I did some USMLERx before dedicated to get a taste for exam questions. I did a few at the beginning of dedicated but quickly realized it wasn’t helping me, because USMLERx is just FA directly converted to question form, and I was already going through FA with uWorld. This is where Kaplan came in. I used it for supplemental questions. Whoever started the rumor that Kaplan is too low yield to be helpful should be shamed because it was incredibly useful to have a resource that actually tested my knowledge on certain subjects the way uworld does without making me regurgitate first aid. There are a few questions on my actual exam that I got right solely because I learned it from Kaplan (I know this because I’d have it in an anki card with a Kaplan diagram/explanation pasted in). Sure there are some silly questions but I feel like you can just ignore those and use Kaplan to hammer out any weaknesses you have.
I walked into the actual test worried about how difficult it would be but honestly it felt like I was doing uWorld blocks with some NBME mixed in. Don’t get me wrong, there would be some questions that were hard, and some rando questions where I literally couldn’t tell you what each of the answer choices were, but for 90% of my exam it felt very doable. Some questions had very long vignettes with lots of data (like an EKG + laundry list of labs), but honestly after clinical year these didn’t faze me. If anyone asks whether clinical year helps or hurts you for boards, I honestly think it helps so much it almost doesn’t feel fair. Clinical year I felt I really synthesized a lot of physio and pathophys that helped me on the exam, and reading labs or identifying syndromes became second nature (eg, cardiogenic shock, sepsis, ARDS, post viral pneumonia). You forget things like biochem and immuno, but I was lucky enough to have the time to relearn those for the exam.
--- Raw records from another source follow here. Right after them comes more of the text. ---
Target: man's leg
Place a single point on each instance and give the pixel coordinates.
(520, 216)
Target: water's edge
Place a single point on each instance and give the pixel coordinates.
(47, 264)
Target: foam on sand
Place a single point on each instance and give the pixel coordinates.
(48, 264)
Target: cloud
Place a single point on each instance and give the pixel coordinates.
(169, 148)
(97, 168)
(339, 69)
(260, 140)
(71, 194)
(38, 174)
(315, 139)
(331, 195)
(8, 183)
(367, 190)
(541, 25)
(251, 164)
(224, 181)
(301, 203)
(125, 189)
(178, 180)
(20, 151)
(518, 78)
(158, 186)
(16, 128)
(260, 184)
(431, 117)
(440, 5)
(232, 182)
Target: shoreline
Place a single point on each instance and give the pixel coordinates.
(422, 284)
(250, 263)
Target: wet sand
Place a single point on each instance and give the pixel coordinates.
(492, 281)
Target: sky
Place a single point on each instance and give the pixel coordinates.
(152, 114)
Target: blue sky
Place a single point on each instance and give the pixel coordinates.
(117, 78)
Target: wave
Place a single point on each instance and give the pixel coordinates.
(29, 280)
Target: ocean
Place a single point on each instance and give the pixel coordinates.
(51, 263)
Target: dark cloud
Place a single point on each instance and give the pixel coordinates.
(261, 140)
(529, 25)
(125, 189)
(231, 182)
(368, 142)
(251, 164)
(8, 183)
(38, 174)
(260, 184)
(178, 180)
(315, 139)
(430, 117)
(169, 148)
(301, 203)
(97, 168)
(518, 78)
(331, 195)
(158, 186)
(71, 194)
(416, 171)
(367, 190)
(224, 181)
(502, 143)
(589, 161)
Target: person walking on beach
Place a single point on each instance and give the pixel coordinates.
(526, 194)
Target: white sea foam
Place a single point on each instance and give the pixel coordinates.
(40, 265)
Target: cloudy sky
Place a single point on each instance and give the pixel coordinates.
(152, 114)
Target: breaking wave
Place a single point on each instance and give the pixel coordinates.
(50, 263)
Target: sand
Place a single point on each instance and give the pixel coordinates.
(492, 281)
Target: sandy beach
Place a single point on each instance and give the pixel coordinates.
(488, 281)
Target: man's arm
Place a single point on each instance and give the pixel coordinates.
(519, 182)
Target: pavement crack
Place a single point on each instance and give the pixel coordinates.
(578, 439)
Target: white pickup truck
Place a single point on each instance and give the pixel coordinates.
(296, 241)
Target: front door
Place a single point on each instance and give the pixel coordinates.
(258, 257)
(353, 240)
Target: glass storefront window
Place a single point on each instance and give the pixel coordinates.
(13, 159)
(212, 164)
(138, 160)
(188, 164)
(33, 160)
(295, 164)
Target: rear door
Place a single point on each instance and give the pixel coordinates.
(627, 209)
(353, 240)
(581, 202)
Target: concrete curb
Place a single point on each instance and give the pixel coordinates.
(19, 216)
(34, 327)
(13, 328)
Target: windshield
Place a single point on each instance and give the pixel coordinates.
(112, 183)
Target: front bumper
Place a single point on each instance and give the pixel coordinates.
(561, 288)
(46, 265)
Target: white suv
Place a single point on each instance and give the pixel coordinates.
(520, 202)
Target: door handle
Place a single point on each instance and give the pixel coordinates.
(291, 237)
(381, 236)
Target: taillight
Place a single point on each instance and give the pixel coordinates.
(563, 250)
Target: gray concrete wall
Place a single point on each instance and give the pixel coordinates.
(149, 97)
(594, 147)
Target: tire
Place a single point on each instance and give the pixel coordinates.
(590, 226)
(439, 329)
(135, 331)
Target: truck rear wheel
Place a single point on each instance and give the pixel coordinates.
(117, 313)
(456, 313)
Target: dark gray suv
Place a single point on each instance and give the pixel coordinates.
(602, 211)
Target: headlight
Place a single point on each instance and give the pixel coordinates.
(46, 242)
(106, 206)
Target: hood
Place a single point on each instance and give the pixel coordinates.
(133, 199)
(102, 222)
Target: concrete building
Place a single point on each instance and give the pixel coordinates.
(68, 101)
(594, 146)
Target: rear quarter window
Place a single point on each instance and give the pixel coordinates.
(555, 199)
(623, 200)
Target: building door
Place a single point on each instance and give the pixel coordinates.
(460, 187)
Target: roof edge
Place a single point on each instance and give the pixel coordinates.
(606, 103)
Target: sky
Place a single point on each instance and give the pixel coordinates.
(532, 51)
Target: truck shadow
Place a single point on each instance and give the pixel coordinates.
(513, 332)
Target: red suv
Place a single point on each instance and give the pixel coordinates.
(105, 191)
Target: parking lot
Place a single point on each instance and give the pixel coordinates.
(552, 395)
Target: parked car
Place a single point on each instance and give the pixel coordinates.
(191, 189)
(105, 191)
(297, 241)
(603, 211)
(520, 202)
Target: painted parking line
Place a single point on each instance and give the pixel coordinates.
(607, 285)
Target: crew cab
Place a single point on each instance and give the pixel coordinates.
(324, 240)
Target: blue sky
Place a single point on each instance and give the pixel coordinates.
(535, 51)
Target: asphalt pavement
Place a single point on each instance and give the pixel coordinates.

Some questions would intentionally blur the line between two answer choices by giving characteristics of different disease in the vignette’s, and that’s where thinking about what is more likely in the patient based on demographics, risk factors, etc comes into play. Sometimes they word answer choices in a way that it doesn’t feel good to pick the right answer and you are very tempted to choose the wrong one because it sounds better or uses a buzz word you’re more comfortable with. However that’s where your practice questions come in and you’ll inevitably develop your ability to rationalize the differences between answers. Sometimes the questions are so easy, you question whether it was added to your exam on accident or if it’s a trick question (eg, 50 y/o M, heavy etoh use in past, acute onset epigastric pain radiating to the back, what’s elevated their blood?)
In the end, I figured i'd score between nbme 18 and UWSA2, and would've been happy with anything in the range.